Lawrence Auster: Remembering a white working class neighborhood of the mid twentieth century
How idiotic these "race realist" types are! -- the reason "white working class neighborhood of the mid twentieth century" no longer exist is because no one wants to be a "white working class" person living in a "white working class neighborhood", and certainly not with a "mid twentieth century" lifestyle ... but they do seem to want someone else to be that and live there and at that level of material deprivation. As witness both the item of May 27 and the addition of May 28.
Lamenting the passing of "the old neighborhood" -- that you willingly moved away from, because you could lead an easier and more materially abundant live elsewhere -- makes no more sense than people born in the big, empty rectangular States, living in California, and lamenting the on-going depopulation of said BERSs.
My father's people were Southern sharecroppers (well, following the Civil War and other "reversals," they were) ... and you will *never* catch me waxing nostalgic for the passing of that mode of (just barely) living.

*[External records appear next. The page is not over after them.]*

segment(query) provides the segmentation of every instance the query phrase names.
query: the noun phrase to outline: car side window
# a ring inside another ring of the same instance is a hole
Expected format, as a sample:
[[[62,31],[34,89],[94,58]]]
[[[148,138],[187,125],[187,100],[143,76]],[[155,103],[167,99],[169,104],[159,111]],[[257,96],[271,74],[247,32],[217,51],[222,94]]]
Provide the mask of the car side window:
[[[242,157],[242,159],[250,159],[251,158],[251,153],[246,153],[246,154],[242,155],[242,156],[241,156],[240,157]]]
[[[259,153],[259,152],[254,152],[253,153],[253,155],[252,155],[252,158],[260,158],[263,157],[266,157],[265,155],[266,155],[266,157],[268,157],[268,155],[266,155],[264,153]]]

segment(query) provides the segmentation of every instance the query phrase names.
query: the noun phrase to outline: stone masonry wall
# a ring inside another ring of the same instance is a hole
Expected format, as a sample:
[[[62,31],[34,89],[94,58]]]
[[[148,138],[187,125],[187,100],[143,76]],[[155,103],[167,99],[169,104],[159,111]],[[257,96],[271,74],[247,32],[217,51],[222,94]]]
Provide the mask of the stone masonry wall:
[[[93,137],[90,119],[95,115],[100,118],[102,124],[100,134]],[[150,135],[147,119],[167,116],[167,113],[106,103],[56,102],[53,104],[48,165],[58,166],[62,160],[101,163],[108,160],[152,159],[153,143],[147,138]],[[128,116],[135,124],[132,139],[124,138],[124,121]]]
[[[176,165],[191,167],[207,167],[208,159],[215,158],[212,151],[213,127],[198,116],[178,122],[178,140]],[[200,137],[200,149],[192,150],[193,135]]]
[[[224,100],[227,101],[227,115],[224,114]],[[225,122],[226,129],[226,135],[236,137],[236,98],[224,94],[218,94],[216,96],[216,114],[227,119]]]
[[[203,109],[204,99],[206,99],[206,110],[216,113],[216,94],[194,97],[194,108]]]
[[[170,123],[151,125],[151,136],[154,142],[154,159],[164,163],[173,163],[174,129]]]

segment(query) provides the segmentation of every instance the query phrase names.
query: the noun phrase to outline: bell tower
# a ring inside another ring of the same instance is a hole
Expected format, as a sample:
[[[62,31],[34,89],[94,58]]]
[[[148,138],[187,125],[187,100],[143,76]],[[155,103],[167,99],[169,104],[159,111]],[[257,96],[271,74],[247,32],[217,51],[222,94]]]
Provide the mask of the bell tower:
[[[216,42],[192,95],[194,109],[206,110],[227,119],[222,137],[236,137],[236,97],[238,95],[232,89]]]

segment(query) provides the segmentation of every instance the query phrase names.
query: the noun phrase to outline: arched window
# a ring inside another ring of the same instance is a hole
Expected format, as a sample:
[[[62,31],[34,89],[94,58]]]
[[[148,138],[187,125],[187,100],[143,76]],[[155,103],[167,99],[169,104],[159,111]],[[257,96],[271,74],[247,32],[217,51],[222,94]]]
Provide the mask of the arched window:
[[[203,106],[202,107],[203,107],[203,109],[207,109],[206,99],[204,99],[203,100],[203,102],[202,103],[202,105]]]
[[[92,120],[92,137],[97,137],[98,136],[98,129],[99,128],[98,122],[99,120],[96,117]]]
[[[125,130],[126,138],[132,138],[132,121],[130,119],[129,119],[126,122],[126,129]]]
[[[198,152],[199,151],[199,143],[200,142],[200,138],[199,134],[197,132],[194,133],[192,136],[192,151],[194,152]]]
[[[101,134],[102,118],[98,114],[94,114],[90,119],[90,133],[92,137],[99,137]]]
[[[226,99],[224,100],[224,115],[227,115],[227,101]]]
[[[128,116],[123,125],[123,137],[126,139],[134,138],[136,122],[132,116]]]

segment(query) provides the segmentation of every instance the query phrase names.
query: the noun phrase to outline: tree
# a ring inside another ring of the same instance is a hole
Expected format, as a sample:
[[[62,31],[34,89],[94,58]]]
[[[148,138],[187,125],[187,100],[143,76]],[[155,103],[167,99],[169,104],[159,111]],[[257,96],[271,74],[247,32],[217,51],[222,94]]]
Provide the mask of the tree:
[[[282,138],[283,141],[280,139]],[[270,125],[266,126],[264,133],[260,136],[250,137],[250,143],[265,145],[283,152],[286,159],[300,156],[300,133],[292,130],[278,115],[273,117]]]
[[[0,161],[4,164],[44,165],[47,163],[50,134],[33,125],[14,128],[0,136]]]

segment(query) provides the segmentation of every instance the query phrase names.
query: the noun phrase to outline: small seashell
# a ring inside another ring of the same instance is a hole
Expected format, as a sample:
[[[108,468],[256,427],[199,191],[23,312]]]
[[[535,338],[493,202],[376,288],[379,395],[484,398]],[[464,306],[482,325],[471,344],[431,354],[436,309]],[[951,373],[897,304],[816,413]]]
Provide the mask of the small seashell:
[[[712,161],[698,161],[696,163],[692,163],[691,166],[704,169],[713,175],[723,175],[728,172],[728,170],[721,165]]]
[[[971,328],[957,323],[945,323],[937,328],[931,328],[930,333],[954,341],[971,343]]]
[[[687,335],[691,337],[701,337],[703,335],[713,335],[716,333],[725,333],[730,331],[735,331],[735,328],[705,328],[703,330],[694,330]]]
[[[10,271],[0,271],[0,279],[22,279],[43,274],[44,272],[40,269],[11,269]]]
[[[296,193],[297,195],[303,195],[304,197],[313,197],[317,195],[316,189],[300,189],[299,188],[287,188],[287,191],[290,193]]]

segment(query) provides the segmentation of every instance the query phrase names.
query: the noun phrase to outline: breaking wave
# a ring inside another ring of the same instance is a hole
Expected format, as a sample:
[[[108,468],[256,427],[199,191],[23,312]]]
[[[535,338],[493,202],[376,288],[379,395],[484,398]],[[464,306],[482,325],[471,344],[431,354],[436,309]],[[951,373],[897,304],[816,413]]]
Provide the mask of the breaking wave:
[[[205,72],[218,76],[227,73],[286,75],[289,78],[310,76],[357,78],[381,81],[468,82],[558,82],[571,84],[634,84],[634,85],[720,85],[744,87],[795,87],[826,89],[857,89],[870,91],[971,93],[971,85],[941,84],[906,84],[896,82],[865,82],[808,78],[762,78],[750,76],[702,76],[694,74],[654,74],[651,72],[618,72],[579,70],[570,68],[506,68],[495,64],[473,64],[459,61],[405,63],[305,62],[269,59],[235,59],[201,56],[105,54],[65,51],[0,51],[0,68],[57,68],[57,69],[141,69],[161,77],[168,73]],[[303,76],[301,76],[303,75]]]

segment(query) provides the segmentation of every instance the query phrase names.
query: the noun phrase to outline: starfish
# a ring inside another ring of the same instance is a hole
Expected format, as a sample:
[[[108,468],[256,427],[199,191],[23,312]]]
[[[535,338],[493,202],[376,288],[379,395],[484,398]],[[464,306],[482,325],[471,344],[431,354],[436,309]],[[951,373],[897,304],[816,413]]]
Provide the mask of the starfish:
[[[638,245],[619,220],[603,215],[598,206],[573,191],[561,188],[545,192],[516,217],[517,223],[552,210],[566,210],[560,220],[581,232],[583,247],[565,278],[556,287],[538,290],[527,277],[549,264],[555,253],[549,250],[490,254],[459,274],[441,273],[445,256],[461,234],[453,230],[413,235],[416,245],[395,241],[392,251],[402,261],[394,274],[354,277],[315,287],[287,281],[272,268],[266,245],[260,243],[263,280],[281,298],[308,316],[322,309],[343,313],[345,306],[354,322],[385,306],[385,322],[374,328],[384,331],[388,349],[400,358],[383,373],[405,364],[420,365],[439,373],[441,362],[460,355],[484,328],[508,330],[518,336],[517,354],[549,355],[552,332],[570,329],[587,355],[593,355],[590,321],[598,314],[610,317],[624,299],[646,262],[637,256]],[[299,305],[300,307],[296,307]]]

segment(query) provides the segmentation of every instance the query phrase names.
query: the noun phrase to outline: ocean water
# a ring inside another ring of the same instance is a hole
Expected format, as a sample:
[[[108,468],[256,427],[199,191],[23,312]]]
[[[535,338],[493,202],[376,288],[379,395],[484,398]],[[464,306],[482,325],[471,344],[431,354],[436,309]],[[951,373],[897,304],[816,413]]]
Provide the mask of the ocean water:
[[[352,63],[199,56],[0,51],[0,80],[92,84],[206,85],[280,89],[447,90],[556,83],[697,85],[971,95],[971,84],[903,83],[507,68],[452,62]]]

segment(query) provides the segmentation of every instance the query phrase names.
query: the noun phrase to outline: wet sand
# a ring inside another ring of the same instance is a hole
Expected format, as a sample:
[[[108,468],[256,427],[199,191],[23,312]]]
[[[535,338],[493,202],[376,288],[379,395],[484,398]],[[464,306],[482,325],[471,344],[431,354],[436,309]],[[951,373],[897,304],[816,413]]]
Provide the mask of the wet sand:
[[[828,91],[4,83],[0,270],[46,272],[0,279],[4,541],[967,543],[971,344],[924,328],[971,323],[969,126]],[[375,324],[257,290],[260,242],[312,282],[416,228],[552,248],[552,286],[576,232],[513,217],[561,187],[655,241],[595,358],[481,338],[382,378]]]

My father, after coming North (essentially abandoning the land that he, even as a sharecropper, had managed to purchase at the age of 16), frequently worked two and even three jobs to support his family -- we were poor, and, contrary to the famous saying, we knew it -- and you will *never* catch me waxing nostalgic for the passing of that mode of (just barely) living.
Though, you might catch me lamenting the abandonment of the land, which, at the time, was nearly worthless, for it had never been logged. Still, he chose to feed us in preference to paying the taxes on the land, and for that I am grateful.
edit:
My hometown, South Bend, had those quaint ethnic "white working class neighborhood of the mid twentieth century" when my mother was growing up in the 1930s and 40s. And just as with black and Mexican neighborhoods today, the emphasis was on the 'ethnic' part of "ethnic neighborhood" ... a Pole wasn't safe in a Hungarian neighborhood, nor again either in an Irish neighborhood, and vice versa. The *reason* that South Bend (and no doubt other industrial cities with multiple non-British ethnic groups) had so many small Catholic parishes is that their ethnicity and old-world hatreds were more important to them than their claimed Christianity and common, if somewhat new, Americanness.
I say, thank God that the grandchildren of all those early 20th century ethnic immigrants abandoned "the old neighborhood" and became just regular old Americans.